Harness: If separate from a combined lifejacket/harness, shall have a safety line not more than 2 metres long with a strap hook at each end. It is recommended that a second snap hook should be placed at the middle of the point line. Each harness shall have a crotch strap. There shall be a harness and safety line provided for each member of the crew.

Lifejacket/Combined Harness: Shall have a whistle, a light, yacht name, retro-reflective tape, a crotch strap and a safety line not more than 2 metres long with a snap hook at each end . It is recommended that a second snap hook should be placed at the middle point of the line. There shall be a lifejacket/combined harness provided for each member of the crew.
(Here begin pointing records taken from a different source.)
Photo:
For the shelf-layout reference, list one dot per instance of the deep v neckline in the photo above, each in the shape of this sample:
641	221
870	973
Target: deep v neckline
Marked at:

Heavy equipment: All heavy equipment (i.e. anchor, batteries, gas bottles and stoves) shall be firmly secured to prevent damage from possible knockdown or capsize.
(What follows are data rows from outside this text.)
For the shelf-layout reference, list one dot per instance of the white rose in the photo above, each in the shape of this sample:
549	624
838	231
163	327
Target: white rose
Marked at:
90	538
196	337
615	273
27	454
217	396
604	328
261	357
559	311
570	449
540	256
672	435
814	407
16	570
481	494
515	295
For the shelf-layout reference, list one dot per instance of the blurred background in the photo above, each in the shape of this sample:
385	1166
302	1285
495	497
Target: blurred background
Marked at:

The following equipment shall also be fitted/carried:

Emergency grab bag (see Appendix 1)
A recognised secondary or alternative method of navigation
Securely fitted taut double lifelines around the entire deck
Jackstays along port and starboard side decks
Fire extinguishers (at least two)
Fire blanket (secured near the galley)
Companionway washboards to be capable of being secured shut and with lanyards to prevent accidental loss
Softwood plugs – securely attached adjacent to each fitting to enable any through hull fitting to be closed off
Throwing line 15m – 25m (50ft – 75ft) length, readily accessible to cockpit
High powered search light
Emergency tiller or secondary steering device
Hacksaw and spare blades (Bolt croppers for yachts with rod rigging)
First aid kit and manual
Buckets (at least two) of stout construction and fitted with lanyards; capacity to be at least 2 gallons (9 litres)
Echo sounder and log


It is recommended that the following equipment be carried:

Dinghy and oars
Handheld VHF transceiver
Nautical almanac
Charts and pilots for the route taken by the Rally
Sextant and tables
Water resistant torch with spare bulb and batteries
Storm jib
Storm trisail or deep reef in mainsail
A second manual bilge pump operable from below deck
White parachute flares (to provide illumination for Search and Rescue)
Maststep. The heel of a keel-stepped mast should be securely fastened to the maststep or adjoining structure
Drogue or Sea Anchor. A drogue (for deployment over the stern), or alternatively a sea anchor, or parachute anchor (for deployment over the bow), is strongly recommended as a means to reduce the risk of capsize in heavy breaking seas

It is highly recommended that each person on board carries a knife at all times whilst at sea


The ORC recommends that a “grab bag” accompanies each liferaft. The following contents are recommended and should be appropriately packed and waterproofed (packing should be openable by wet fingers without tools):

second sea anchor and line
two safety tin openers
waterproof hand-held VHF transceiver
a first aid kit
one plastic drinking vessel graduated in 10, 20 and 50 cubic cm
two “Cyalume” sticks or two watertight floating lamps
one daylight signalling mirror and one signalling whistle
two red parachute flares and three red hand flares
non-thirst provoking rations and barley sugar or equivalent
at least half a litre per person of drinking water in a dedicated and sealed container
one copy of the illustrated table of life-saving signals
nylon string, polythene bags, seasickness tablets

Contents of the grab bag are not necessarily additional to the items required by the Safety Equipment Regulations – the grab bag offers a suitable place to stow items where they will be quickly found or readily carried to the liferaft.